— Жизнь с томительной жаждой радости, счастья и с тяжелой необходимостью подчиняться чужому настроению.
Настроение отца ужасно… Он был бы готов похоронить себя в одной могиле с женой: он решил похоронить всю семью в старом деревенском доме. О переезде в город он не хочет и думать. Они будут жить здесь всю зиму, весь год… Они будут ходить на могилу, служить панихиды. Отец будет просиживать целыми днями в своем кабинете, Тата будет капризничать и в конце концов непременно выживет из дома Julie и поссорит Евгению с отцом. Что сделалось с этой девочкой со смерти матери? Ее трудно узнать — ее, всегда такую веселую и кроткую! Оттого ли так изменилась она, что отец не хочет и не может скрыть, до чего он любит ее. Он любил ее и раньше, но не так. Он был добр и ласков к ним обеим… почти равно. Евгения даже не замечала тогда его предпочтения к младшей сестре. Теперь он не может часа прожить без нее. Когда он не видит ее, он беспокоится, бегает, ищет: «Где Татка? Где Татка?» Вот все, что иногда целыми днями говорит он с окружающими. Если девочка почему-либо огорчена или не в духе, он сердится на других, он выходит из себя до того, что становится несправедливым и резким.
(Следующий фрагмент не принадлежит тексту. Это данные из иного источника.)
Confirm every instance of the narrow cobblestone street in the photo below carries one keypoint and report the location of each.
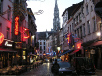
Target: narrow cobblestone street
(42, 70)
(45, 70)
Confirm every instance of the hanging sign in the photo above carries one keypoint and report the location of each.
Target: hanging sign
(1, 38)
(16, 25)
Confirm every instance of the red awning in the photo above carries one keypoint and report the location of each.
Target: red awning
(73, 52)
(96, 43)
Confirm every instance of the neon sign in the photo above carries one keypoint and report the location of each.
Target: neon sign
(16, 25)
(7, 44)
(1, 37)
(79, 45)
(27, 33)
(68, 38)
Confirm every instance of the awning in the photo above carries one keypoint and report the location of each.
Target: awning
(73, 52)
(7, 50)
(66, 52)
(96, 43)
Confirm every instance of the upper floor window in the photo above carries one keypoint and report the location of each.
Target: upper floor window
(88, 26)
(9, 12)
(87, 11)
(1, 6)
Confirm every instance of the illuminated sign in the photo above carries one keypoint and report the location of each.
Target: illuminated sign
(1, 37)
(68, 38)
(16, 25)
(18, 45)
(26, 33)
(79, 45)
(7, 44)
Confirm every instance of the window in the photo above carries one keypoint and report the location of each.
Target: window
(83, 29)
(8, 32)
(1, 6)
(94, 25)
(88, 26)
(0, 27)
(9, 12)
(87, 11)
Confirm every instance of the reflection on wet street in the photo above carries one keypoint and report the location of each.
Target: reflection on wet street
(42, 70)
Он не позволяет сделать ей ни малейшего замечания, он не допускает ни малейшей строгости. Говорит он только с ней. Они шепчутся, глядя друг другу близко в глаза. Ночью, в халате, со свечой в руках, он проходит по коридору и долго стоит над ее постелькой. Татка спит, а он глядит на нее, шепчет что-то и крестит ее маленькими, поспешными крестиками. А Татка почувствовала свою силу, и ей тоже никого не надо, кроме отца. Она отстранилась от сестры и возненавидела француженку. Она стала скрытна и упряма. Но что хуже всего: она стала неискренна, она научилась притворяться. Когда Julie или Евгения возмущаются при отце ее упорством, она не оправдывается, а глядит на отца своими большими серыми глазами и молчит. Когда Евгения сердится на нее и добивается, чтобы она объяснила ей свое поведение, она глядит на нее и молчит. И каждый раз в ее взгляде одно в то же выражение, как будто она заучила его, как заучивают опытные актрисы: этот взгляд выражает тоску и недоумение. Уже несколько раз Евгения не выдерживала и принималась серьезно говорить с сестрой.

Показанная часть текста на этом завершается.